Сторож Михалыч говорит уверенно с растягом, как человек бывалый. Обо всём судит свысока. В его речи много разговорных и просторечных слов.

Вот ведь не поверишь, приехали с Коляном в Кедровку. Николай, он спокойный, сам знаешь, будто тормозной. Мы его так и зовём промеж собой Слоули Даун. Просишь его воды принести, он молчит. То ли не слышал, то ли не понял, то ли разговаривать не хочет. Одно слово — «Тормоз»! У Никиты в Кедровке чумовая баня, прямо на воде. Покачивается на волнах, а из парилки можно сразу в реку сигануть. По высшему классу всё сделано. Приехали мы, значит, с Коляном, у Никиты уже всё готово. Ну, мы сразу в баньку. Выпили, закусили, снова выпили. Проснулись, надо опохмелиться, а нечем. Никита спрашивает: «Деньги есть?» Я к Коле, мол, бабосы гони, он молчит. Я его по карманам, нашёл несколько сотенных, спрашиваю: «Я возьму на опохмел?» Он молчит, но молчание, как известно, знак сам знаешь, чего.

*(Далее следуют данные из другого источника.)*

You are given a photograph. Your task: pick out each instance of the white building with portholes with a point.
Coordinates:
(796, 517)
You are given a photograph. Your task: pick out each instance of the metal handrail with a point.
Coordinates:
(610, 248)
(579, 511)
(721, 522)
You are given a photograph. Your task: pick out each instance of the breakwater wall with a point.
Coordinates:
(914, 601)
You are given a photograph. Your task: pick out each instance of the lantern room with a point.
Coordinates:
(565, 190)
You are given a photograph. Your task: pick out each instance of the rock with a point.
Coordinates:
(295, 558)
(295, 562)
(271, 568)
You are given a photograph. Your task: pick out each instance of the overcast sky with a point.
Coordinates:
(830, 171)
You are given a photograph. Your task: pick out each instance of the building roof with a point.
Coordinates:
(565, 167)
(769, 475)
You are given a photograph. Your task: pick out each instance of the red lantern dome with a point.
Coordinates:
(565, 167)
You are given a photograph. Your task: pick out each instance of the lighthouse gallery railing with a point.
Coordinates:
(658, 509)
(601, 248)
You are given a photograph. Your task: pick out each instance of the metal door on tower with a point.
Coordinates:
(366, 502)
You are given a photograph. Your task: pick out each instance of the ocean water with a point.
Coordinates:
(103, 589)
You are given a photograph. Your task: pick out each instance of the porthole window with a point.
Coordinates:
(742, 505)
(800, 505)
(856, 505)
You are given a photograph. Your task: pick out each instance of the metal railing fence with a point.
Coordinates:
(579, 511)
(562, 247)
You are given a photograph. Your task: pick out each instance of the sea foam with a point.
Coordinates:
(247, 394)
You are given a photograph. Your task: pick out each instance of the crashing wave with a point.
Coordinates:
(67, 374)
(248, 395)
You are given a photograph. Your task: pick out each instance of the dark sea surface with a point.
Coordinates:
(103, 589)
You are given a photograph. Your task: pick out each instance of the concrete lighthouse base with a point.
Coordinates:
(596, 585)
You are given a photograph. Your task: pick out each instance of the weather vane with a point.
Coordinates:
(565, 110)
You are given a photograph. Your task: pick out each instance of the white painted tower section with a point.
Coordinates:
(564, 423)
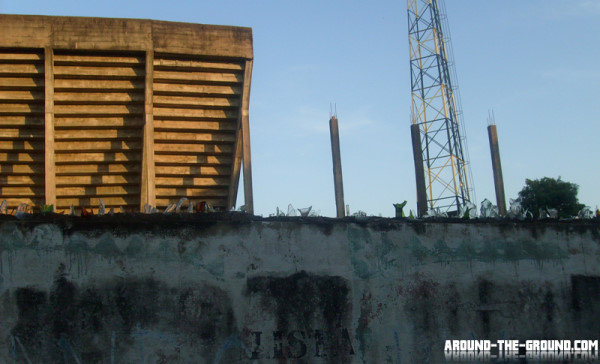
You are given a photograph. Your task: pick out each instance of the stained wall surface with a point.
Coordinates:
(234, 289)
(129, 111)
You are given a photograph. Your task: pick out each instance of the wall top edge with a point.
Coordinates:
(119, 34)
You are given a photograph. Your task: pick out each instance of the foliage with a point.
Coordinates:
(548, 193)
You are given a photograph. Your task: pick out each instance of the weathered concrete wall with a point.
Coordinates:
(233, 289)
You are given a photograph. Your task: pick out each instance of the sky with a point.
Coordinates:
(535, 63)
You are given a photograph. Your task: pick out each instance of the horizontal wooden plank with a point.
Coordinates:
(61, 134)
(31, 180)
(8, 69)
(103, 168)
(85, 59)
(98, 97)
(83, 85)
(22, 83)
(204, 137)
(98, 122)
(190, 64)
(165, 112)
(105, 145)
(190, 125)
(183, 89)
(173, 160)
(65, 181)
(192, 148)
(21, 120)
(21, 96)
(170, 192)
(97, 191)
(97, 157)
(27, 57)
(108, 72)
(198, 170)
(21, 145)
(195, 101)
(98, 109)
(190, 77)
(94, 202)
(161, 203)
(27, 168)
(20, 109)
(21, 191)
(191, 181)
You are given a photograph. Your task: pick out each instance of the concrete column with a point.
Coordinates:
(337, 166)
(497, 168)
(415, 133)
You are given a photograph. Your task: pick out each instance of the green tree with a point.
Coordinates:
(550, 193)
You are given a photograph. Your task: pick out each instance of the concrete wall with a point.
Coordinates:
(234, 289)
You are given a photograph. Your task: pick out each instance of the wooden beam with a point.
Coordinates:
(246, 155)
(50, 167)
(148, 195)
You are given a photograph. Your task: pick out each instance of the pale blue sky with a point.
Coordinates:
(536, 63)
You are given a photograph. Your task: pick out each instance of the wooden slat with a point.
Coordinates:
(162, 112)
(96, 134)
(195, 101)
(97, 191)
(64, 181)
(28, 168)
(191, 159)
(68, 84)
(94, 202)
(98, 97)
(25, 57)
(204, 137)
(21, 157)
(191, 181)
(21, 191)
(104, 168)
(78, 71)
(172, 148)
(113, 146)
(22, 95)
(171, 76)
(98, 157)
(21, 120)
(21, 83)
(166, 171)
(165, 63)
(182, 89)
(21, 145)
(21, 180)
(98, 109)
(99, 122)
(20, 69)
(225, 125)
(33, 108)
(63, 59)
(162, 192)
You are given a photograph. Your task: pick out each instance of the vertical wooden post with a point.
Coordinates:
(497, 168)
(247, 160)
(415, 134)
(337, 166)
(148, 195)
(50, 166)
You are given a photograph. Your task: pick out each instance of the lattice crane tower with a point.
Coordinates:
(440, 160)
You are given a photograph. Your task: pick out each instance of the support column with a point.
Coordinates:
(497, 168)
(337, 166)
(415, 133)
(148, 195)
(246, 155)
(50, 165)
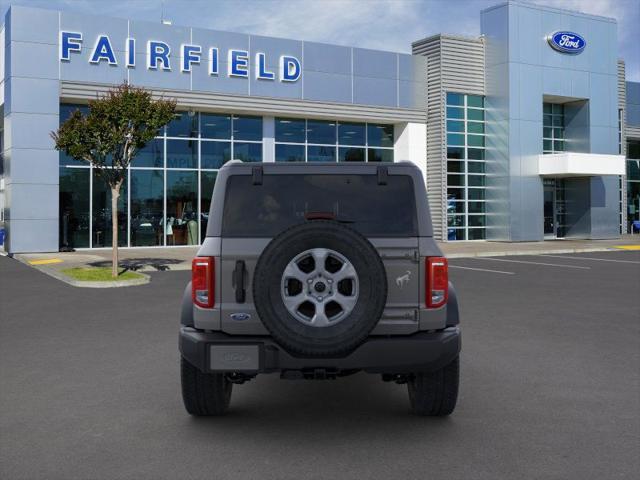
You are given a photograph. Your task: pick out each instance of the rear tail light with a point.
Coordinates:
(437, 281)
(202, 285)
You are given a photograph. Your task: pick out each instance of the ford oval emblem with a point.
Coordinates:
(567, 42)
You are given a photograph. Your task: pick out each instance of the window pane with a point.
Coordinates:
(475, 101)
(455, 234)
(476, 207)
(351, 133)
(476, 234)
(476, 180)
(455, 126)
(247, 128)
(319, 131)
(101, 215)
(476, 193)
(151, 155)
(455, 98)
(74, 207)
(321, 154)
(476, 220)
(454, 112)
(289, 153)
(475, 127)
(214, 154)
(379, 135)
(475, 140)
(182, 154)
(351, 154)
(476, 167)
(455, 221)
(182, 208)
(207, 182)
(455, 152)
(146, 207)
(290, 130)
(247, 152)
(215, 126)
(380, 155)
(455, 193)
(477, 115)
(183, 125)
(455, 167)
(475, 153)
(455, 139)
(455, 180)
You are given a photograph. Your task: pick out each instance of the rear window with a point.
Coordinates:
(286, 200)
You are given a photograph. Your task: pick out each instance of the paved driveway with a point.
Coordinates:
(89, 386)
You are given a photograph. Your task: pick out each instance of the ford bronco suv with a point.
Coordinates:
(316, 271)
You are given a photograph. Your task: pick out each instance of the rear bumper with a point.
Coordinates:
(219, 352)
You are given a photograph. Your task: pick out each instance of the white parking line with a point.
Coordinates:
(591, 258)
(481, 270)
(531, 263)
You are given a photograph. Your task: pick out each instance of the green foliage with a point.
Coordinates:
(117, 126)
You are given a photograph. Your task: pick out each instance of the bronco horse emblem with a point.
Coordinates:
(402, 280)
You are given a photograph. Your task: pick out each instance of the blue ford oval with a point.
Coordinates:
(567, 42)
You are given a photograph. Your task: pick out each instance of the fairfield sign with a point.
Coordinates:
(159, 56)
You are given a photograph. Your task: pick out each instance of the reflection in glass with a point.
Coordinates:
(289, 153)
(317, 153)
(182, 208)
(151, 155)
(147, 191)
(182, 154)
(247, 152)
(215, 126)
(74, 208)
(350, 154)
(290, 130)
(207, 182)
(184, 124)
(247, 127)
(320, 131)
(214, 154)
(101, 215)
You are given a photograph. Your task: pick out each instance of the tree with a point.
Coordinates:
(117, 126)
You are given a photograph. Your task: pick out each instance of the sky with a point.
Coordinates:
(378, 24)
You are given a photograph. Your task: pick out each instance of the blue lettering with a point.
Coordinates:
(261, 71)
(190, 55)
(103, 51)
(131, 52)
(238, 63)
(158, 52)
(213, 61)
(290, 70)
(69, 42)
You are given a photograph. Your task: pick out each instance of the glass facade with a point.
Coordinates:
(166, 197)
(465, 122)
(633, 185)
(300, 140)
(552, 128)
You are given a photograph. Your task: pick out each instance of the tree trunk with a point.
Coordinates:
(115, 193)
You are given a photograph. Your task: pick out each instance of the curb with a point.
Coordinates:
(530, 252)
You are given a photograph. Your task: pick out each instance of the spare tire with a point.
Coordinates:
(319, 288)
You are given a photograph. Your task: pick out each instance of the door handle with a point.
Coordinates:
(238, 280)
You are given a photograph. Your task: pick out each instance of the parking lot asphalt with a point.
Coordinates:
(550, 386)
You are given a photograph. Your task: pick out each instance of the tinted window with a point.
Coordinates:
(284, 200)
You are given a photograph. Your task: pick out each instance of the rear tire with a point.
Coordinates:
(435, 394)
(204, 394)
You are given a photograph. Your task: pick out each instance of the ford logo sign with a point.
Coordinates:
(567, 42)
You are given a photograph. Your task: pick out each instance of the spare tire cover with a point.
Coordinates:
(320, 288)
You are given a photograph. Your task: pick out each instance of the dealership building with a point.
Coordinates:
(527, 132)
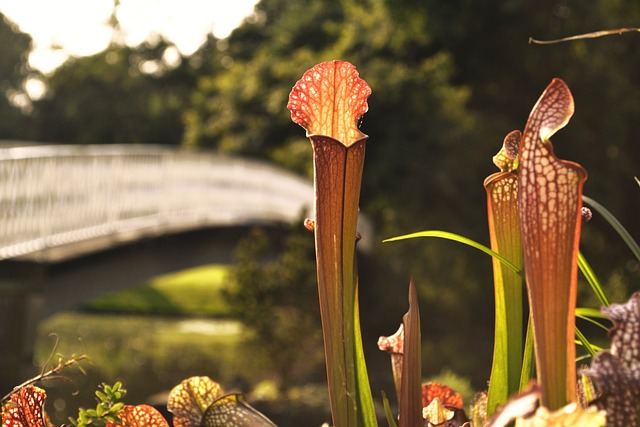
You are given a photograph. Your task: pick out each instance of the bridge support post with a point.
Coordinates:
(18, 323)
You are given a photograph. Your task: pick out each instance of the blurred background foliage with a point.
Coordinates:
(449, 80)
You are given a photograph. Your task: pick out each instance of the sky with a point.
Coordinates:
(63, 28)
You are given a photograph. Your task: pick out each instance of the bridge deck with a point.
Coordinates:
(55, 197)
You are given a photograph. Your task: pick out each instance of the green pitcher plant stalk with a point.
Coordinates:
(504, 233)
(327, 102)
(549, 205)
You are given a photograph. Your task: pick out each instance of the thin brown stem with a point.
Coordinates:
(593, 35)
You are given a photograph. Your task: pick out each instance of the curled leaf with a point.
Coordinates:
(446, 395)
(329, 100)
(394, 345)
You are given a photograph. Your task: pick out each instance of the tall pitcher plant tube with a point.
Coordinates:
(328, 101)
(549, 204)
(504, 231)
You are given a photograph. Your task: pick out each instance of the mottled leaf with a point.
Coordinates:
(549, 204)
(232, 410)
(141, 416)
(189, 400)
(25, 408)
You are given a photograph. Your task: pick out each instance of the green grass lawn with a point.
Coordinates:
(193, 292)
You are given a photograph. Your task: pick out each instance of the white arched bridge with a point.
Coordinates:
(54, 198)
(79, 221)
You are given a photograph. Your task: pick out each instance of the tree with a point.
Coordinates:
(275, 295)
(14, 69)
(121, 95)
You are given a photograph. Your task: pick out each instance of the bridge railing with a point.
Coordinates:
(56, 195)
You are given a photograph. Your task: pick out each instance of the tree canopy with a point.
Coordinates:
(450, 79)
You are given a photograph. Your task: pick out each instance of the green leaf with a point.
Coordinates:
(363, 389)
(457, 238)
(585, 343)
(589, 314)
(387, 411)
(588, 273)
(527, 358)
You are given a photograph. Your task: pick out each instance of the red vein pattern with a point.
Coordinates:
(549, 202)
(329, 100)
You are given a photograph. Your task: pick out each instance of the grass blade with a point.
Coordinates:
(588, 273)
(460, 239)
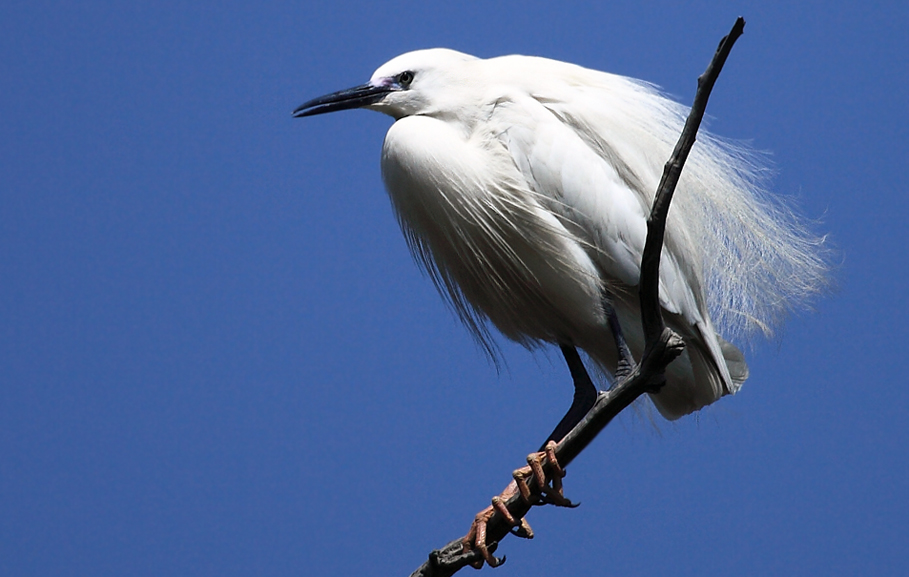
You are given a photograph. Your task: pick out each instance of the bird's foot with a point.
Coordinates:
(547, 491)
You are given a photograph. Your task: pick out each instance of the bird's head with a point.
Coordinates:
(419, 82)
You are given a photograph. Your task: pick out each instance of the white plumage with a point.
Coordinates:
(523, 185)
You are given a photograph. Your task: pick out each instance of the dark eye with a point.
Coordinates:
(405, 78)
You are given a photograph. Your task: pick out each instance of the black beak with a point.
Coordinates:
(355, 97)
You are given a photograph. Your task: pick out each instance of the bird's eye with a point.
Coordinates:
(405, 78)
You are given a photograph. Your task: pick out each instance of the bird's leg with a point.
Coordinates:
(626, 360)
(585, 394)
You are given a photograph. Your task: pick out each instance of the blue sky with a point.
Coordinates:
(217, 358)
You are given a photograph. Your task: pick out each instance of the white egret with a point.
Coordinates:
(523, 185)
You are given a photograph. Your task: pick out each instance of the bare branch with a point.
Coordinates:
(662, 345)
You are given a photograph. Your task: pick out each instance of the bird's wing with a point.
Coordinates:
(587, 193)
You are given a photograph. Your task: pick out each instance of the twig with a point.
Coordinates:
(662, 344)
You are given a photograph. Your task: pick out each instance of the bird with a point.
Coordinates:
(523, 184)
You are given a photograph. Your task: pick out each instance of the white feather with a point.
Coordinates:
(522, 185)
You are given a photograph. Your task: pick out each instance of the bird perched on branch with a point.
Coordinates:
(523, 187)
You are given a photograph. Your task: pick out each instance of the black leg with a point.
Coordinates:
(626, 361)
(585, 394)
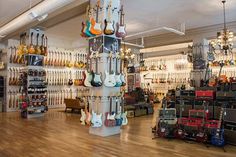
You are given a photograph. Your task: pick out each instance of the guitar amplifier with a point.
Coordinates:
(225, 95)
(230, 115)
(168, 115)
(210, 94)
(230, 132)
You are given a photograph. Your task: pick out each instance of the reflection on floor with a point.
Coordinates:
(60, 134)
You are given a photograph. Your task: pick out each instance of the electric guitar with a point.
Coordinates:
(118, 114)
(109, 24)
(96, 79)
(110, 76)
(122, 75)
(96, 26)
(96, 117)
(118, 75)
(31, 47)
(88, 23)
(123, 114)
(109, 117)
(120, 31)
(88, 114)
(217, 137)
(202, 136)
(88, 75)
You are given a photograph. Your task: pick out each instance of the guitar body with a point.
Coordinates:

Пошли мы с Никитой до магазина, идём, болтаем. Оглянулся я, а Колька за нами тащится. Когда я маленький был, у бабушки кот жил. Так если его не закрыть, он обязательно за тобой увяжется. За бабушкой и в магазин, и в лес ходил. Такой прилипчивый. Вот и Коля тянется за нами. А я-то думал, он посидит, баньку и наши вещи поохраняет. Дошли мы, значит, до магазина, потрепались с весёлой продавщицей Веркой. С Никитой она, видать, накоротке, а я-то её в первый раз видел. Шустрая бабёнка, за словом в карман не полезет. Идём мы весёлые, предвкушаем новое застолье. Благо, мешать некому. Мы с Коляном жён в Турцию отдыхать отправили, а сами к Никите в баньку. Не нужен нам берег турецкий. Коля идёт за нами, улыбается чему-то своему. Вдруг у Никиты хохот будто отрезало. Вижу, накрыло его не по-детски, и лицо у него будто оплывает: не просто выражение меняется, а всё уходит куда-то вниз. Смотрю на него, смотрю, куда он смотрит. И тут до меня доходит, бани-то нет. А там наши вещи, закусь опять же. Никита вдруг по карманам хлопать начал и говорит:

— И не позвонить даже, телефон в бане оставил…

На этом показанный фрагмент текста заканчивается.